Democratic and Republican senators are in tense discussions over a border-security amendment to the Gang of Eight immigration-reform package that could prove critical to its passage, Sen. John McCain, R-Ariz., said Tuesday afternoon.

Whether this proposal can satisfy Republicans' security concerns without losing Democrats should be clear by Wednesday, McCain said. The amendment, a project of Sens. Bob Corker, R-Tenn., and John Hoeven, R-N.D., would alter the Gang of Eight bill by creating a specific border security strategy that the administration would have to implement and spell out what metrics to use to determine when the border is secured.

"We're in very intense negotiations," McCain told reporters. "The goal is to try to get us altogether to agree that border security is vital and that we need to do things that would satisfy everybody's concerns without losing Democrat support."
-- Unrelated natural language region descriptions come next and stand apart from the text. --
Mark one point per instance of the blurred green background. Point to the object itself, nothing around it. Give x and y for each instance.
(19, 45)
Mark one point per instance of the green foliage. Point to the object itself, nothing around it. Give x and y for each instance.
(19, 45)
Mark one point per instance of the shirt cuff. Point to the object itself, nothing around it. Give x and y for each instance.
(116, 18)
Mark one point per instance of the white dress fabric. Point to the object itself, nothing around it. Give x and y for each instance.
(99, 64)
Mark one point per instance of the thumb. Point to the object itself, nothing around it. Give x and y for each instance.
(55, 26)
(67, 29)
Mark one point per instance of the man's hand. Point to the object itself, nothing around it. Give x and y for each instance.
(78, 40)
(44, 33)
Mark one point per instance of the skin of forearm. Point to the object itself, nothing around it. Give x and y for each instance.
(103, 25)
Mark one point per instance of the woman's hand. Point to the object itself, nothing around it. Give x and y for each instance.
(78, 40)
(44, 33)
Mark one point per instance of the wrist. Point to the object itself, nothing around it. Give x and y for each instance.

The existing Gang of Eight legislation delegates to the Department of Homeland Security the task of designing a border security strategy, and then allows DHS, an executive branch agency, to determine on its own whether the border is secure. This troubles Republicans, who do not trust either the current administration or future presidents to enforce the border or follow through on whatever security provisions are mandated in the law.

Hoeven said the proposed amendment is intended to be a bridge between Republicans who want to support overhauling U.S. immigration law, but aren't satisfied with the border security triggers in the current reform bill. The triggers are intended to ensure that the border is secured before 11 million newly legalized immigrants can become permanent residents and ultimately, U.S. citizens.

Hoeven confirmed that his amendment is also designed to win the support of Democrats who have oppose stronger border-security standards, like one offered by Senate Minority Whip John Cornyn, R-Texas. Cornyn's proposal would delay legalization, also referred to as Registered Provisional Immigrant status, until certain border security goals are attained, a nonstarter for Democrats.

"We're trying to find something that ensures we secure the border and something that can get broad, bipartisan support," Hoeven said. "I think that's important not only for our vote for the Senate, but for what happens in the House."

Hoeven said he's "hopeful" about his amendment's prospects. Here's how he described the proposal:

"We put the [border security] plan in the bill, No. 1. They can enhance it and add to it, but we put a plan — a strategic plan that they've got to attain. And, they can do more; they can't do less, that's important. Second ... they've got to have some verifiable standards, metrics, measurements that people can agree on and it won't be just DHS. They've got to have [other government agencies] working with them to make the transition from RPI to" permanent residency.